Dave Nimmer, former reporter and associate news director: "We were in the Boundary Waters when we dumped our canoe on the Canadian side. There was a logjam so we had a hard time keeping our heads above water. When we came up sputtering, the first words from Shelby were, 'Nim, are you OK?' and I said, 'Don, are you there?' I was so proud of us coming up with our heads together. On that same trip, I woke up one morning and found him cooking a blueberry breakfast roll in his reflector oven, 80 miles from the nearest road. Crazy."
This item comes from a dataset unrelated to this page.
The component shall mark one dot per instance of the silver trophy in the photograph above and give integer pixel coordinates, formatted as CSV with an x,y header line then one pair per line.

Pat Miles, former co-anchor: "After Don and I were doing the weekend news together, he started the I-Team and I started co-anchoring with Dave Moore, but our desks were still together in this little room, along with the other two members of the I-Team. One day I was told I couldn't go into my office yet. The boys were voting on whether or not I could be trusted to work in the same room with them. I got their blessing."

Mark Rosen, current sports anchor: "We've watched every Final Four game together since we met, starting with maybe the most famous one in which Magic Johnson went up against Larry Bird. At halftime, he grabbed a napkin and started diagramming plays that Indiana State should be running. That was my first introduction to Don's I-got-this-taken-care-of attitude."